No, he will kill me if I do not. The words were so clear in Alessio’s mind that for a moment he thought he had spoken them aloud. As he stared at Tonio’s face, he wondered where the words had come from.
Then, because he was first of all a man of action, he threw off the introspection that had been paralyzing him all evening. As energy and power surged through him, he cast Antonio a dazzling smile.
“Drink a cup of wine to my good fortune, Tonio.”
“I would drink a barrel if I thought it would do any good,” Antonio said morosely, but Alessio’s sudden confidence was so contagious that he, too, smiled. “Forza, Alessio, e buona fortuna.”

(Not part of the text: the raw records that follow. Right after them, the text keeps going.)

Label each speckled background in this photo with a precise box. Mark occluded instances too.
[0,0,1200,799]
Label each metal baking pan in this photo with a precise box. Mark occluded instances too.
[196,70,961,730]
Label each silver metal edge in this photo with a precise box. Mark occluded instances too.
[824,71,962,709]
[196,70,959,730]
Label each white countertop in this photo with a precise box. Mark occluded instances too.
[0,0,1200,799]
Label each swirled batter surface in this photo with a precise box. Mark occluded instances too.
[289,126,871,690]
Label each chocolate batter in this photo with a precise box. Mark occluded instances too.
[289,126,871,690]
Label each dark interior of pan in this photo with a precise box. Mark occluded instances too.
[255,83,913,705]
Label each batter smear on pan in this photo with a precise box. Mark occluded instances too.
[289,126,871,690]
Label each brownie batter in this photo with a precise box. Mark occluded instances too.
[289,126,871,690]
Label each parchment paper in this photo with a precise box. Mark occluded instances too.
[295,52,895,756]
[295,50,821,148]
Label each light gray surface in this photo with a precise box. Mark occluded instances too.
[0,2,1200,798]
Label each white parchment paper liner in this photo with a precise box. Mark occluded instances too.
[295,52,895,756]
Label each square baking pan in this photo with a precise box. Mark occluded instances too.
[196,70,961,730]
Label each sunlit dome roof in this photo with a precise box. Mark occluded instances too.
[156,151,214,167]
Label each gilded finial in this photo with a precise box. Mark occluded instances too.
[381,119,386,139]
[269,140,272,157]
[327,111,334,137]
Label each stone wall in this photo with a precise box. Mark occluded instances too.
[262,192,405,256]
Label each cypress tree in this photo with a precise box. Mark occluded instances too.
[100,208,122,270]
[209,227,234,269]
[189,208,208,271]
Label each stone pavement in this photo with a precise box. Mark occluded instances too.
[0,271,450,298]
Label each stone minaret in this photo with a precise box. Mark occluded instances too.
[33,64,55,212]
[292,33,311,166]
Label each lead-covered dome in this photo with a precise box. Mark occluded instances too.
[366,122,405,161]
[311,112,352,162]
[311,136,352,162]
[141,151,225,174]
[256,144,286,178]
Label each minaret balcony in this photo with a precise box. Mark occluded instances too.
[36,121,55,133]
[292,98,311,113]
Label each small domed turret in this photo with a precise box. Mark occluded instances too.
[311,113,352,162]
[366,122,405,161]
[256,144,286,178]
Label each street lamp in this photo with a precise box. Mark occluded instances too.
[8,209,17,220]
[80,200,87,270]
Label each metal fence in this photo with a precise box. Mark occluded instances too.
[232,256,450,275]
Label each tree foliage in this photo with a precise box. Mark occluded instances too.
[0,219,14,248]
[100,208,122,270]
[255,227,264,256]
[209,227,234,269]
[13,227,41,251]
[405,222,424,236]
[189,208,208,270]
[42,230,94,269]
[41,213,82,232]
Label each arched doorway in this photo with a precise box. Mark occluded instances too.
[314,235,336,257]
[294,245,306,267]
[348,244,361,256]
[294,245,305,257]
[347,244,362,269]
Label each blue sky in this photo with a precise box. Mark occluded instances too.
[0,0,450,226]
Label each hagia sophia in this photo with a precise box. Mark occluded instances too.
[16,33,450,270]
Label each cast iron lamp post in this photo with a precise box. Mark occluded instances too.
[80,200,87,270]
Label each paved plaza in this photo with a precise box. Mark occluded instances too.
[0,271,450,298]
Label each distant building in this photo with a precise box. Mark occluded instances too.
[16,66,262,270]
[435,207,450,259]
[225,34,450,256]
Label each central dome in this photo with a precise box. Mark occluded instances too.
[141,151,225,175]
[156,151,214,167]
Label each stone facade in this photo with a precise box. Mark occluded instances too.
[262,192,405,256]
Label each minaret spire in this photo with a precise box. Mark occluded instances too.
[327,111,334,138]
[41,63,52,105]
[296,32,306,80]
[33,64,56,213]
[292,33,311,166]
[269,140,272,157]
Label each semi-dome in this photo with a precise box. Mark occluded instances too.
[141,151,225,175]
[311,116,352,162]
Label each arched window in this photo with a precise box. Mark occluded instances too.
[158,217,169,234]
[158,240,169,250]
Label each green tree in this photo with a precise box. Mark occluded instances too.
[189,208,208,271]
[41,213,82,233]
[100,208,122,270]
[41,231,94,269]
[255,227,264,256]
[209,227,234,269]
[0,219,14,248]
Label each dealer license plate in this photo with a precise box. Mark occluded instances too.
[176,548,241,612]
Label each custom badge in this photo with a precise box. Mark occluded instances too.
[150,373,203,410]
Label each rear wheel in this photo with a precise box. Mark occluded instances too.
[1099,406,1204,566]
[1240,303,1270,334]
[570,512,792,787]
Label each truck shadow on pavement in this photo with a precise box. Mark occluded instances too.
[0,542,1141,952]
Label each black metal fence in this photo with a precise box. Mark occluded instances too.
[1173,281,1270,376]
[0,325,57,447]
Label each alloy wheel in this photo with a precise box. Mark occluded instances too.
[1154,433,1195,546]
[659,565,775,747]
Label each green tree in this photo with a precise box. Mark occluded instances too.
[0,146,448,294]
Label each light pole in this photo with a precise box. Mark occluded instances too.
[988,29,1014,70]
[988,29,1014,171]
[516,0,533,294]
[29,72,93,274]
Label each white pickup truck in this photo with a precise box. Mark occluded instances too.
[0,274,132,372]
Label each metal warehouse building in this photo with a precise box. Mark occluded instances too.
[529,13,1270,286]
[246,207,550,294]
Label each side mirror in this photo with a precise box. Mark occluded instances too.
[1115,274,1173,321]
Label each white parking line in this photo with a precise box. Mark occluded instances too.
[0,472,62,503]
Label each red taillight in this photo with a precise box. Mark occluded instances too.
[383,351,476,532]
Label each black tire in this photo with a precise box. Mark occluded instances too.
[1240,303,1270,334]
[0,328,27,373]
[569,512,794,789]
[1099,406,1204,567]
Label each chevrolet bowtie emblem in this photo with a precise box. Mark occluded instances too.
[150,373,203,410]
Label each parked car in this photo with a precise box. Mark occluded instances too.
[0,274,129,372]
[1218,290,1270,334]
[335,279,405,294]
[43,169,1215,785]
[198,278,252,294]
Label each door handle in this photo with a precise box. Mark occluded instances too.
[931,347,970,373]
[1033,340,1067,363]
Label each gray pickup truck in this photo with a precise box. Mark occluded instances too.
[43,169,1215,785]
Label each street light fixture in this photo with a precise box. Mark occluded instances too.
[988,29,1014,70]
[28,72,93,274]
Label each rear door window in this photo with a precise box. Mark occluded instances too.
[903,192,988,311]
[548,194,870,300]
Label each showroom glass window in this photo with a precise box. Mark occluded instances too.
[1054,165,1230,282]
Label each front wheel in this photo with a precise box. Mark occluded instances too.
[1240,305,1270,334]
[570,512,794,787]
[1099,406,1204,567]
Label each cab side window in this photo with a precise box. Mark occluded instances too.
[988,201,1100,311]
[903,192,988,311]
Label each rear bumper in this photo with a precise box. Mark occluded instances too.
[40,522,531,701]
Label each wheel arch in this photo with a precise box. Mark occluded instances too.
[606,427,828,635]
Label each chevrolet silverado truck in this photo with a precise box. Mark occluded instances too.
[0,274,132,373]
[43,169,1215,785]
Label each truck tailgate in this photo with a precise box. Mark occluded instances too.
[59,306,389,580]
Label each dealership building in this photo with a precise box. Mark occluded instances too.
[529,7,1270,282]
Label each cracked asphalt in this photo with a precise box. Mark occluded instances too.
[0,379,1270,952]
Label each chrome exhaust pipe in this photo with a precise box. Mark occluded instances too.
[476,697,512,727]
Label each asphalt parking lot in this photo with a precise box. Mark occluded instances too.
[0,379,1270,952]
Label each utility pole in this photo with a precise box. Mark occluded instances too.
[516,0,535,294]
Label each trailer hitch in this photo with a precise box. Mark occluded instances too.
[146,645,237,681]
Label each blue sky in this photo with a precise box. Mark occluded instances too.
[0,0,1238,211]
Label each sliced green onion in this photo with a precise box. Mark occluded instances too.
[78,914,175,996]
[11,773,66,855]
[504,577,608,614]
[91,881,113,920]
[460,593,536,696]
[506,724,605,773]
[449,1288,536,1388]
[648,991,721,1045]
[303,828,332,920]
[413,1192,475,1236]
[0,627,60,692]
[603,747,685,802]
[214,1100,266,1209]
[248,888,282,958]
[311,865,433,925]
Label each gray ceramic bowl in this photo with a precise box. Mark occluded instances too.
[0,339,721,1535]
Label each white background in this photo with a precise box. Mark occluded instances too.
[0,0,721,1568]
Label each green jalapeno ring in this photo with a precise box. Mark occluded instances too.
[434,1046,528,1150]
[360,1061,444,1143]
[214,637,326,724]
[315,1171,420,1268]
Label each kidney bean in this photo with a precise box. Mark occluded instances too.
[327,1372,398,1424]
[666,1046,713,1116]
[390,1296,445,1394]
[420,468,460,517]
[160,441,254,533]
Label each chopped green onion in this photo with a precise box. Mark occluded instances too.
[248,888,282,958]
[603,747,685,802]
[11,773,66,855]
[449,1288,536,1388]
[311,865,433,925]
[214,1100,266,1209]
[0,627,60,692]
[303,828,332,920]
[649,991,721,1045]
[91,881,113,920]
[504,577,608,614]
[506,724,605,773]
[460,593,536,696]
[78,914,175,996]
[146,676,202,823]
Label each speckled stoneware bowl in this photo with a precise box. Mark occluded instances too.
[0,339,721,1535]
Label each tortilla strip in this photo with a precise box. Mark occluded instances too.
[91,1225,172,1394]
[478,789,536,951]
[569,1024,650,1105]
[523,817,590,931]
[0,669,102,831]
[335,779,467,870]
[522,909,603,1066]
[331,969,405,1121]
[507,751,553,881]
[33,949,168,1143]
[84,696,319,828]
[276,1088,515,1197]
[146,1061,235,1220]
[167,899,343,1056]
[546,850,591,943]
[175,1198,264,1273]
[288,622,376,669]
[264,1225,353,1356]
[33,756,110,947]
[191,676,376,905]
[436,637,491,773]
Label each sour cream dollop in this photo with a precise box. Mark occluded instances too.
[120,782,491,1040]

Alessio’s smile wavered for a moment as he remembered that those had been his exact words to Bianca that morning. Then, deciding to take that as a good omen, he laughed. He withdrew a handful of coins from his purse and tossed them on the table. Then he took a silver lira and, gesturing with his chin toward the shards that still lay on the floor, flipped it in the direction of the innkeeper.
The man caught the coin deftly and bowed low, well pleased. The coin was worth more than the bit of broken crockery. But then, Messere Alessio was always generous.
With another smile, Alessio gave Antonio a slap on the back. Then he took the stairs two at a time, unbarred the door and stepped out into the night.